CANELO ALVAREZ quite rightfully dominated the headlines after his one-sided victory over Jermell Charlo at the weekend, but it was the return of a true boxing legend that caught the attention of this writer. Jim Lampley’s voice is synonymous with some of the most memorable fights in modern boxing history thanks to his peerless run as a commentator on HBO. When the broadcaster pulled out of boxing entirely in 2018, Lampley too withdrew from the sport.

That was until this weekend, when he called the Canelo-Charlo fight for, a fringe streaming platform that features a live chat function on its broadcasts. And Lampley did what he does best; call fights with unbridled passion, eloquence and knowledge. But his talents are wasted on such a platform. Canelo-Charlo was a Showtime pay-per-view in the US and picked up by DAZN in the UK, neither of whom have tapped the talents of Lampley in the five years since HBO chopped off its boxing arm.

Well, as far as we know, anyway. It’s hard to imagine HBO’s competitors did not jump at the chance to bring Lampley on board after 2018 but for whatever reason this is the first time he’s been back behind the microphone, and even then not for a major broadcaster.

What is perhaps even more surprising to see is how his love for the sport has not waned during his hiatus. In a number of interviews conducted during Canelo-Charlo fight week – including one with Boxing News – Lampley spoke of his continued confusion surrounding HBO’s decision to stop broadcasting live boxing. He was offered no explanation at the time and hasn’t had one since. But what shined through every time Lampley spoke with someone in the media was how much boxing means to him.

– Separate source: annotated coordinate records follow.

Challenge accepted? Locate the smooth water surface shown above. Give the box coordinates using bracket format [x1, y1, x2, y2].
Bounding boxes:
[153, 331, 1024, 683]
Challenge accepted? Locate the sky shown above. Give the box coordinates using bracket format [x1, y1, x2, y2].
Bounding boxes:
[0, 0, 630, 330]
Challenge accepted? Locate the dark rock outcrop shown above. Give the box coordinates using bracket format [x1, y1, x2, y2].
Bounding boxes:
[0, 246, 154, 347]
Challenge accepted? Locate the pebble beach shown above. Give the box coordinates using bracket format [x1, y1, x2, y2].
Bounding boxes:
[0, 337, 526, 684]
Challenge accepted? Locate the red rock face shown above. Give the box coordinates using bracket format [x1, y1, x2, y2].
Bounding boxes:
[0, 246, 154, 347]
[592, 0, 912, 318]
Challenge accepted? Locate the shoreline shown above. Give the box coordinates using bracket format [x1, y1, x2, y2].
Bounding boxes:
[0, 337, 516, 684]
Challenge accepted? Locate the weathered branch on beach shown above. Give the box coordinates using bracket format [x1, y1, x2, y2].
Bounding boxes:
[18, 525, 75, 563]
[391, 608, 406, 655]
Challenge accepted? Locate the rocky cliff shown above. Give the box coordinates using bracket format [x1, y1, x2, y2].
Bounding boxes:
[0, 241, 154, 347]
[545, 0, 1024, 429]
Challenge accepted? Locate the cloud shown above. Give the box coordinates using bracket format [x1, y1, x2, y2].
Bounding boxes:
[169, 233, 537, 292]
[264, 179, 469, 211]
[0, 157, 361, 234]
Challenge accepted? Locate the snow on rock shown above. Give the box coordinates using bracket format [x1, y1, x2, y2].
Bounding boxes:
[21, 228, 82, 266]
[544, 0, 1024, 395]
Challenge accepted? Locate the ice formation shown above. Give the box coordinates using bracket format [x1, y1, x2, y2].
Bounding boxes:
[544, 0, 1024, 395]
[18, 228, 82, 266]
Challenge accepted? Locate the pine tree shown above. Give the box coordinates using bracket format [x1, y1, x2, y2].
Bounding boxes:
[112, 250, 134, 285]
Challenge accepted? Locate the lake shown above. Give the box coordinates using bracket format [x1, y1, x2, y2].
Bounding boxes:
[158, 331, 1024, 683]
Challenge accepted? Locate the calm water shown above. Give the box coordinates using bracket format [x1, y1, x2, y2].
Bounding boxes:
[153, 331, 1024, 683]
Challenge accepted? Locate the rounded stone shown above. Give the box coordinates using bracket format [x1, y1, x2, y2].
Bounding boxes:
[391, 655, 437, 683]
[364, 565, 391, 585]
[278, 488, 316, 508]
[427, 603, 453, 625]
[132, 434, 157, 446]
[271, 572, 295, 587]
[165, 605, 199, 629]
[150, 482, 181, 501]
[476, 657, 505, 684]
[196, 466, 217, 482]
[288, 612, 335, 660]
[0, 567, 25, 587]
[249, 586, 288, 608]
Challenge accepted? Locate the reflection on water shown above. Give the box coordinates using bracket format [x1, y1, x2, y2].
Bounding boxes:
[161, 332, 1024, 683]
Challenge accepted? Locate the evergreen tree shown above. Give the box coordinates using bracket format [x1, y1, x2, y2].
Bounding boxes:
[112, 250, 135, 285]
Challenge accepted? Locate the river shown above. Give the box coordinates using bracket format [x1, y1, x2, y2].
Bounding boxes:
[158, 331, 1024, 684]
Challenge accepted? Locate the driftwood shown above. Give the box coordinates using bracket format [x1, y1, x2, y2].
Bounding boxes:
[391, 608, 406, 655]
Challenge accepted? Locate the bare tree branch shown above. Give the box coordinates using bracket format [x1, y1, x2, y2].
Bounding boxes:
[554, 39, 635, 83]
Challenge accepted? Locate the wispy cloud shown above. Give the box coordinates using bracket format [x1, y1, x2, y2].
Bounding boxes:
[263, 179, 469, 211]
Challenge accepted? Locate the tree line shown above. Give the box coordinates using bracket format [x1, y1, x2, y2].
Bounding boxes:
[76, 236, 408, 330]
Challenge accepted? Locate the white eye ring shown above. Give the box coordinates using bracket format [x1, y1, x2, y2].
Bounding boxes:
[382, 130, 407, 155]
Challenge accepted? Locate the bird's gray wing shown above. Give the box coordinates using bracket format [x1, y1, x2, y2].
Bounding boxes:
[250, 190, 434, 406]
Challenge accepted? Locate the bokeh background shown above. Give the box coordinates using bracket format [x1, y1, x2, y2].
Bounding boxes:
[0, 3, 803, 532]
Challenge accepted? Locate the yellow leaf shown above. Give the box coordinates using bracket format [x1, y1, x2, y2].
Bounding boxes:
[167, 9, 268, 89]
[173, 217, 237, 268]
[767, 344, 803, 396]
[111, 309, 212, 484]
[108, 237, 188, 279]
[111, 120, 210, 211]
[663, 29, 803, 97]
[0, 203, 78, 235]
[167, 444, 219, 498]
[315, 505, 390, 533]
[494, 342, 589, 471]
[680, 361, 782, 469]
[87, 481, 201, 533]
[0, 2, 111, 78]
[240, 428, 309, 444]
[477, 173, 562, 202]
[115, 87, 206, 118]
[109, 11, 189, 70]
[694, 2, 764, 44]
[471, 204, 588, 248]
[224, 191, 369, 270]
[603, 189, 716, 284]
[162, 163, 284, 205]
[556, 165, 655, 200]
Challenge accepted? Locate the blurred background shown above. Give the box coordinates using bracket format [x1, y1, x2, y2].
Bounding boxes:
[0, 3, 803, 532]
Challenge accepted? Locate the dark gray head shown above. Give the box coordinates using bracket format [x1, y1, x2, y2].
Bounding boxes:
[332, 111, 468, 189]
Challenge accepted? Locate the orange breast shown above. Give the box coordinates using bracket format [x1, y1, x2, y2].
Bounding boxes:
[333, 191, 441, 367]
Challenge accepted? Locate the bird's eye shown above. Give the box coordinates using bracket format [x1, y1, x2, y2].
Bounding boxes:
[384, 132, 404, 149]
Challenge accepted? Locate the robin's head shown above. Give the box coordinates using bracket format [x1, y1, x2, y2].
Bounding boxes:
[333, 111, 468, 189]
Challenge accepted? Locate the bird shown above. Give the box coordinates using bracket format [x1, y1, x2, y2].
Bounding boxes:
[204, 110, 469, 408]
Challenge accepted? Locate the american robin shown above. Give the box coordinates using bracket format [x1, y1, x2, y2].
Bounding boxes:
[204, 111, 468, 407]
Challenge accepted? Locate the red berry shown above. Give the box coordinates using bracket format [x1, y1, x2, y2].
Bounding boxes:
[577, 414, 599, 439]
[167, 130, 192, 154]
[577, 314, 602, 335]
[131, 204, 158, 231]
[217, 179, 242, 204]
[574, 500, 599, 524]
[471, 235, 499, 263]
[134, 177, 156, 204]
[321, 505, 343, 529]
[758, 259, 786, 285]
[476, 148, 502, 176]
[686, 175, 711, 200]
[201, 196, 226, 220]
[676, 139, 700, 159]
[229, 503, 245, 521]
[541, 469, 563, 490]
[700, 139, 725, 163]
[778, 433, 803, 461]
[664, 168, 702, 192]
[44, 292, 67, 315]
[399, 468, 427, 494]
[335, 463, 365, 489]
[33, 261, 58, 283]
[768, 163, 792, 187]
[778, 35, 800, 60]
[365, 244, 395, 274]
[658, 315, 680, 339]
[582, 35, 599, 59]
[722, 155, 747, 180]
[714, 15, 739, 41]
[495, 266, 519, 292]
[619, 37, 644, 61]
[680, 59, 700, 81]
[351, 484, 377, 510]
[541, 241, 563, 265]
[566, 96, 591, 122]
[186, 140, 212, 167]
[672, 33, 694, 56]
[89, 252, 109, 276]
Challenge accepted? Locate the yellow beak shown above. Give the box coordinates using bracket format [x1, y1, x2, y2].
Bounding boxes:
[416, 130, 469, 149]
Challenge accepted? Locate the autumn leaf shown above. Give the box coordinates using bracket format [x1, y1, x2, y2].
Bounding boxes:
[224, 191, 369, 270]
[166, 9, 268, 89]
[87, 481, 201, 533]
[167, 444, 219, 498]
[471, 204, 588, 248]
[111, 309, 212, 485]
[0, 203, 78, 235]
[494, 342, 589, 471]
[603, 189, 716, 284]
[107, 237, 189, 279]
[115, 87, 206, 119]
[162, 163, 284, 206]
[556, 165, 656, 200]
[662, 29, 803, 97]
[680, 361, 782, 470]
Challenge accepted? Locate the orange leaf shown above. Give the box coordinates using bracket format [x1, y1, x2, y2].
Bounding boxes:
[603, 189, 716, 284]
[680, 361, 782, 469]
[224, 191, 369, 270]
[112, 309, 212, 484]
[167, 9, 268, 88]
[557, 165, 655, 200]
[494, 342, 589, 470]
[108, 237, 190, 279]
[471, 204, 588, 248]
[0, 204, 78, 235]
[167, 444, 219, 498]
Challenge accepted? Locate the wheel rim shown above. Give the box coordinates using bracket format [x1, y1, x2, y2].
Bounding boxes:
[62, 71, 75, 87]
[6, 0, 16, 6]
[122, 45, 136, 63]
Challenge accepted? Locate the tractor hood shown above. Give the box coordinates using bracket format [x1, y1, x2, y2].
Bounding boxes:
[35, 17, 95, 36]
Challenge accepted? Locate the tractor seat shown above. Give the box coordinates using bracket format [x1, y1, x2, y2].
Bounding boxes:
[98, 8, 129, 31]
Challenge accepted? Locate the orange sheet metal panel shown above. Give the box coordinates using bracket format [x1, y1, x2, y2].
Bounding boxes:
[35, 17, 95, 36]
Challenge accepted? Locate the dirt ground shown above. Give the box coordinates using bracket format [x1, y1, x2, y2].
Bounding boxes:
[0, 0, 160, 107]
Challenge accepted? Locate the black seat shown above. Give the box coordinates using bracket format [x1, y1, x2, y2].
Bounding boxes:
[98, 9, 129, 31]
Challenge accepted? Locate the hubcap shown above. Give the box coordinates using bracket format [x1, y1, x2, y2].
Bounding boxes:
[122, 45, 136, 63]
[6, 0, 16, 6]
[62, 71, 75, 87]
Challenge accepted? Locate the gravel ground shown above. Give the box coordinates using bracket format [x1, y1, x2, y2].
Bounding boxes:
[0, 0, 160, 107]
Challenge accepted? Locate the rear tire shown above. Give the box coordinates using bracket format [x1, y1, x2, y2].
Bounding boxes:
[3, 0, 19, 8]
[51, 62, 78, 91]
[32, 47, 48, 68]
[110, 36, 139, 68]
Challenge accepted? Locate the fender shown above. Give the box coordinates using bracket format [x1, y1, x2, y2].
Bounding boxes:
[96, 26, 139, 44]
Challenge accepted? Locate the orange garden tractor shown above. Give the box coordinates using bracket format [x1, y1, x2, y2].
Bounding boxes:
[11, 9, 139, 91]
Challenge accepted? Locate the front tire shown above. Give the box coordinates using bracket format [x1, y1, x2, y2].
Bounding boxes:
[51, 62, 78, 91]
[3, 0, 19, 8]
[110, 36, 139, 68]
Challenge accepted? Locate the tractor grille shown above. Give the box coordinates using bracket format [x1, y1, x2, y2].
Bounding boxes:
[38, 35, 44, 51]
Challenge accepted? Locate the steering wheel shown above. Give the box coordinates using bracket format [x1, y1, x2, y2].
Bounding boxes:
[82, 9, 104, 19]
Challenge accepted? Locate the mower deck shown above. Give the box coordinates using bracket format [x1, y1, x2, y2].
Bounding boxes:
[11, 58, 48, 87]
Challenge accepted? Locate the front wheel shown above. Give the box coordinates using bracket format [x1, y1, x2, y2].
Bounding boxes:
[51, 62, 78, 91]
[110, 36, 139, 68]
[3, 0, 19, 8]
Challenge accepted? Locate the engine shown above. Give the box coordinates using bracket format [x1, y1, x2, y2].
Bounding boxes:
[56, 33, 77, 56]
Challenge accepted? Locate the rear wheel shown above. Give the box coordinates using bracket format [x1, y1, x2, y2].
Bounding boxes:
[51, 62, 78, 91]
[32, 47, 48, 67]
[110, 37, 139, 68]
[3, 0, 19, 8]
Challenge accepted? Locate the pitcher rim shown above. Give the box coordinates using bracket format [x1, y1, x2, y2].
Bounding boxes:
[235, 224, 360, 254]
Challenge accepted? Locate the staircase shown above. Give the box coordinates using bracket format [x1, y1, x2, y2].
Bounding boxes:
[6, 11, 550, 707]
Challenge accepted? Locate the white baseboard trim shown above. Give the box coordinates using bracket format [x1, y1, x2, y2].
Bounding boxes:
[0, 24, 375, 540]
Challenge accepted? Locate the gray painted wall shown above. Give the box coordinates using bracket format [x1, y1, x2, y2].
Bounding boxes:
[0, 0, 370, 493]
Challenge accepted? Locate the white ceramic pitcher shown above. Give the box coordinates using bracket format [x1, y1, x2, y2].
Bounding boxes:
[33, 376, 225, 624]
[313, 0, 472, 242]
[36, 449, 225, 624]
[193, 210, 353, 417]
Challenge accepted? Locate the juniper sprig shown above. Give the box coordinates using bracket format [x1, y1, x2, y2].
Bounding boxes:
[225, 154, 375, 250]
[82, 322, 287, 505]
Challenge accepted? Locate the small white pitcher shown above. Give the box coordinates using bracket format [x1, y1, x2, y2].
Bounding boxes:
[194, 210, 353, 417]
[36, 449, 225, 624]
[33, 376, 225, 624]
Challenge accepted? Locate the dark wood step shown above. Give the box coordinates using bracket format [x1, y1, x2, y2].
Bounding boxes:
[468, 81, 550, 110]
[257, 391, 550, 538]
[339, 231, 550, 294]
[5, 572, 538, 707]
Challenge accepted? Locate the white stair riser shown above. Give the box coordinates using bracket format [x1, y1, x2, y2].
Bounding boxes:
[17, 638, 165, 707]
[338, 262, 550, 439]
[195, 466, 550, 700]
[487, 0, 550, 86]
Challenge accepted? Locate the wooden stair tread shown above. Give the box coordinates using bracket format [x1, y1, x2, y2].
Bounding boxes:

He still tears up (something he’s become well-known and loved for) when talking about the trilogy between Arturo Gatti and Micky Ward. He’s just as clued up about the current power players in the sport as he was five or so years ago. And while he didn’t go into too much detail about what life’s been like for him since 2018 – he has been keeping busy mentoring college students – it’s clear that it has been a very difficult time for him.

So hopefully this return to commentary is a permanent one.

Jim Lampley at HBO Theater on January 11, 2012 in New York City (Michael Loccisano/Getty Images for HBO)

With that being said, it’s looking increasingly unlikely that Showtime will hire Lampley anytime soon, because they too could be out of the sport by this time next year. Rumours have been swirling recently that the broadcast giant will follow in the footsteps of HBO and cast boxing aside. Rumours that Showtime Sports president Stephen Espinoza rather tellingly did not outwardly deny, instead saying “nobody knows what the future holds.”

If Showtime did leave boxing, there would be a significant hole in the space they leave. In just 2023 alone the broadcaster has helped bring about some hugely important bouts, including Terence Crawford against Errol Spence Jnr. They have a long-standing relationship with PBC (Premier Boxing Champions), with whom Canelo is also tied with in the short term.

This would leave an impressive stable of fighters looking for a new broadcast home. And with HBO and Showtime out of the picture, boxing – in the US at least – would be ruled by streaming services, namely DAZN and ESPN+. That would truly be a new chapter for the sport, to not have a major network committed to it (here in the UK the likes of Sky Sports and TNT Sports are still going strong). But would it necessarily be a bad thing? Well, probably, yes. It’s worth analysing though. On the one hand, swathes of more casual fans who were already signed up to networks like Showtime – not necessarily just for their boxing coverage – would need subscriptions with platforms like DAZN that do not offer the same range of content. They are less likely to do that. Plus, huge networks like Showtime had unparalleled platforms from which they could promote major fights.

However, with fewer broadcasters in the market, there is actually more chance of the biggest and best fights getting made. We know that one of the biggest hurdles to some superfights is when the two fighters involved are tied to separate broadcasters, and no agreement can be reached on TV rights. But if more big-name fighters are under the same roof, that problem ceases to exist.

So, in theory, there could be a silver lining to Showtime exiting stage left but it would still ultimately be a blow both to the sport and the countless people who do excellent work producing Showtime’s boxing coverage both on camera, behind the scenes and on their website and podcasts.

And while Showtime were the ones behind Canelo-Charlo in the US, it was DAZN who scooped up the UK broadcast rights to the fight at the last minute. For a while, no UK broadcaster had dished out for what was, on paper, a big fight.

Aside from his dominant performance, Canelo further endeared himself to fans after the bout and proved, once again, that his learning of English is one of the best things to happen to the sport in a long time. When asked in the ring who he will be fighting next, he simply said: “I don’t know and I don’t f***ing care.”

Charlo, meanwhile, seemed elated that he hadn’t been knocked out by the Mexican superstar. Even in the post-fight press conference, once some of the adrenaline had drained away, he appeared overly content to have just turned up and made it through the full 12 rounds. It was disappointing to see and will have done a fair bit of damage to his image and marketability.